I liked the makeshift production values of Kate McKinnon's RBG workout sketch, with its hand-drawn butcher paper signs and a cameo from her cat. Like nearly everybody else who has done more than one office meeting on a streaming platform — plus one Seder — I found recognizable and relatable humor in the sketch highlighting more than a few familiar Zoom faux pas. I was relieved that Donatello of the Middle Aged Mutant Ninja Turtles only had a benign cyst instead of a tumor and I was relieved that Chloe Fineman's eerie Carole Baskin impression was the show's most extended riff on Tiger King: Murder, Mayhem and Madness.

Yes, Tiger King came up again in a vocal cameo from Alec Baldwin's Donald Trump in a "Weekend Update" segment that swung a wild creative pendulum. Mostly, "Weekend Update" was crushingly unfunny, made all the more so by the strange decision to have designated laughers cackling via Zoom at the limp punchlines. We've seen most of the late-night hosts make some sort of return in the past couple weeks and they've had different strategies for handling the lack of feedback, from John Oliver's hermetically sealed silence to Desus and Mero using writer-producer Julia Young as an oddly effective one-woman giggle factory. There are many ways to make this awkwardness work. This was not a good way.

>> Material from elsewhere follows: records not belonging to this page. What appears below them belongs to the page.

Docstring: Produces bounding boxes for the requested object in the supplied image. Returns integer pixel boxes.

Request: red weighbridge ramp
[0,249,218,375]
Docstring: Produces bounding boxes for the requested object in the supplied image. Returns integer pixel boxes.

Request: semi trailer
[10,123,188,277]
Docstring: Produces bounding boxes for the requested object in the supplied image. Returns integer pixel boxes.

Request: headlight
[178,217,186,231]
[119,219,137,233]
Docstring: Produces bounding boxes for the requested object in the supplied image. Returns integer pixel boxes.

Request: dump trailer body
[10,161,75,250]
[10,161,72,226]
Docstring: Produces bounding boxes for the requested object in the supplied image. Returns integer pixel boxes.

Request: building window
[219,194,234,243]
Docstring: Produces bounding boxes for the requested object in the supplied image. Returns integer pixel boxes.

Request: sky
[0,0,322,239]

But I still ended the segment laughing and tearing up because of Michael Che's effective use/acknowledgement of his late grandmother, who died earlier this week from COVID-19 complications, to get Colin Jost to do a particularly embarrassing joke swap. It's hard to imagine being in Che's position, grieving a loved one and yet understanding the need to find humor even within the context of that sadness, but he located the right balance in humiliating Jost and his "I'm Martha's grandbaby" sendoff.

The show came together to do something similar in the episode's last segment, a tribute to late music supervisor Hal Willner. With generation-spanning testimonials from the likes of McKinnon, Adam Sandler, Bill Hader, Fred Armisen and a clearly moved Davidson, as well as a well-orchestrated cover of Lou Reed's "Perfect Day," it managed to be devastating and, at the same time, a celebration of one of those essential "glue" guys on the show's behind-the-scenes team — a figure who will obviously be missed deeply.

What Saturday Night Live did with this episode wasn't an attempt to restore normalcy. There was nothing normal about these 90 minutes. It was more of an acknowledgement-with-humor, an effort for the sake of collective recognition, the gang coming together and saying, "We know you're doing the best you can to work, to stay healthy, to stay sane, to stay positive, to put on pants. … We'll do the same for one night." That effort, and not the stinkers, will be remembered.